Kondrusiewicz wezwał także władze Białorusi do wprowadzenia dni wolnych 1 listopada, w katolickim dniu Wszystkich Świętych, i 2 listopada, w katolicki Dzień Zaduszny, gdy Białorusini tradycyjnie obchodzą Dziady, wspominając swoich bliskich zmarłych.
Białorusinów – zarówno katolików, jak i prawosławnych – duchowny wezwał do podpisania petycji w tej sprawie, która od kilku dni znajduje się na stronie serwisu zvarot.by. Inicjatorzy petycji podkreślają m.in., że Radunica – prawosławny dzień modlitwy za zmarłych, który przypada dziewięć dni po Wielkanocy – jest na Białorusi dniem wolnym od pracy.
„Katolicy oraz wielu Białorusinów, którzy obchodzą Dziady 1 i 2 listopada zgodnie z dawną tradycją, są pozbawieni takiej możliwości, co pozwala mówić o dyskryminacji” – uważają autorzy petycji, którą dotąd podpisało blisko 600 osób. Apel przypomina, że w latach 1991-96 Dziady były na Białorusi dniem wolnym.
31 października metropolita Kondrusiewicz modlił się za ofiary zbrodni reżimów totalitarnych na uroczysku w Kuropatach i w Małym Trościeńcu. W Kuropatach od lat 30. XX w. swoje ofiary rozstrzeliwało NKWD – według szacunków historyków może tam spoczywać w zbiorowych dołach śmierci nawet 250 tys. ludzi różnych narodowości.

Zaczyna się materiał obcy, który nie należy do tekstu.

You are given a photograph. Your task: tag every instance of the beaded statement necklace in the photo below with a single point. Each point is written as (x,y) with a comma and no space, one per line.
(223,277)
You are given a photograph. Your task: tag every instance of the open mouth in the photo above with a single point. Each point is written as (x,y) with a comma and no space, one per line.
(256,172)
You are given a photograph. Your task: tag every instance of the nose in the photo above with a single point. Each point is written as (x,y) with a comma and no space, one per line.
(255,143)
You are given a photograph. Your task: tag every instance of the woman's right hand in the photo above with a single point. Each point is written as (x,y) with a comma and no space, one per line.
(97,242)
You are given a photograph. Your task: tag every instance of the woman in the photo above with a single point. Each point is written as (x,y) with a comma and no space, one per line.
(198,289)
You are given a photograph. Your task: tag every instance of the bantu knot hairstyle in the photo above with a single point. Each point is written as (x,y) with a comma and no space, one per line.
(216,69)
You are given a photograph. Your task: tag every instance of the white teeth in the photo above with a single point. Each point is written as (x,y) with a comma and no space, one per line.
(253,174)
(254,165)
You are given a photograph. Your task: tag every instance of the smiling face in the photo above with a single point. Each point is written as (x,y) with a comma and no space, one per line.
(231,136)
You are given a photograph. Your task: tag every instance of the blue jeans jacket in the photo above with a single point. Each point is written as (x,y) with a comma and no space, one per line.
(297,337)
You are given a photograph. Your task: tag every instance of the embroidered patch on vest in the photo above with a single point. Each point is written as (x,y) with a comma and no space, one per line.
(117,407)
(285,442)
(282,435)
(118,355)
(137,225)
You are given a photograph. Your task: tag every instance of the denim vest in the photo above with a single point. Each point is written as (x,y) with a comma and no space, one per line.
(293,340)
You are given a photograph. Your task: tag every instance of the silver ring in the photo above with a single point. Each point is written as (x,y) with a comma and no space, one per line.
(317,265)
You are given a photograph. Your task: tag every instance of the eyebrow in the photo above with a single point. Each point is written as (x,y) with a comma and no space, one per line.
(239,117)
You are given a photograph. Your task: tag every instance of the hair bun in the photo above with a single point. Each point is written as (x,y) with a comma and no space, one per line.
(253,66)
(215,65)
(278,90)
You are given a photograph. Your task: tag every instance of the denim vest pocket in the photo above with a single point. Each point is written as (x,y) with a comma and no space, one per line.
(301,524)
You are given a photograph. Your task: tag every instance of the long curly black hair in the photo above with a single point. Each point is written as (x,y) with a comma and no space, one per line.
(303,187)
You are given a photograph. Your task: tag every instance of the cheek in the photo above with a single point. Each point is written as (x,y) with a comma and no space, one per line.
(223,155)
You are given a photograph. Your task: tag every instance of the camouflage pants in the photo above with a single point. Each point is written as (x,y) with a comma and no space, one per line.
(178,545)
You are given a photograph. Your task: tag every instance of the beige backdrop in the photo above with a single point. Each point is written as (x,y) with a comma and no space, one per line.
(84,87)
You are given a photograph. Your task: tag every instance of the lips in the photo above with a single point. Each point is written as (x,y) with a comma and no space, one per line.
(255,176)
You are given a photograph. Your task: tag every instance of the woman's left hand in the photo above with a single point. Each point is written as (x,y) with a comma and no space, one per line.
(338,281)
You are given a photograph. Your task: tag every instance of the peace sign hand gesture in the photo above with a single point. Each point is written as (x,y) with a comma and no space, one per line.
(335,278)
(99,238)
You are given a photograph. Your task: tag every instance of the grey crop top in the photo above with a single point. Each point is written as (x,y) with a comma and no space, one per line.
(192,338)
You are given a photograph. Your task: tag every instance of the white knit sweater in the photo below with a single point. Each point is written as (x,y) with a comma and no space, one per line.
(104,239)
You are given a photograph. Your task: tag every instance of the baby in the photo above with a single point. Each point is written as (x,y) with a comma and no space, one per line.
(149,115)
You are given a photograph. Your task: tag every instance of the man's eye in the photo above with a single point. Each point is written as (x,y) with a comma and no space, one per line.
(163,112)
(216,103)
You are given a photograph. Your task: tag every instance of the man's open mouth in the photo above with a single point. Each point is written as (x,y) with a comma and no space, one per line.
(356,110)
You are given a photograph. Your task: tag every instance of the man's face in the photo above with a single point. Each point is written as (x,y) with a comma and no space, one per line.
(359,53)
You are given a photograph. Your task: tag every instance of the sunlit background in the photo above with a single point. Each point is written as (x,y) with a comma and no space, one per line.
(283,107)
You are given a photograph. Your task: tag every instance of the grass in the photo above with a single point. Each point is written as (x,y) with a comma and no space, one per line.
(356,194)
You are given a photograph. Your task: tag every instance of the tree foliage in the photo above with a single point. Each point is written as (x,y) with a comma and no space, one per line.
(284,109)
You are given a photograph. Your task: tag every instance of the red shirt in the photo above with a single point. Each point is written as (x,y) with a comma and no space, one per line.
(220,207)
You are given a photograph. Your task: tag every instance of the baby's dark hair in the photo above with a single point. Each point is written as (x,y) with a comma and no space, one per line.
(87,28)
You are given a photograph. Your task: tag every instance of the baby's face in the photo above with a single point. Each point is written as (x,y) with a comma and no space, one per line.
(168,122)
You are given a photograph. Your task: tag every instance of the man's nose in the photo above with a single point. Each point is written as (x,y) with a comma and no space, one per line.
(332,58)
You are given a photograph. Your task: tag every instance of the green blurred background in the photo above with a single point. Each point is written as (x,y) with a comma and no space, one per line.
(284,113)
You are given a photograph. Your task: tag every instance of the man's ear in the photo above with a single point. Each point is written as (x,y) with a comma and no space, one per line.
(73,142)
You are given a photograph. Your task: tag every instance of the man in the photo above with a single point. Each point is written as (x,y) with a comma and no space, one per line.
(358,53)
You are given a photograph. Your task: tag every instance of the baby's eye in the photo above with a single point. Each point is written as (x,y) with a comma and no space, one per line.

W Małym Trościeńcu pod Mińskiem w czasie wojny istniał niemiecki obóz zagłady, gdzie stracono ponad 200 tys. ludzi. Od kilku lat istnieje tam państwowy kompleks memorialny. Według niezależnych historyków w znajdującej się niedaleko Błagowszczynie swoje ofiary mordowało także NKWD.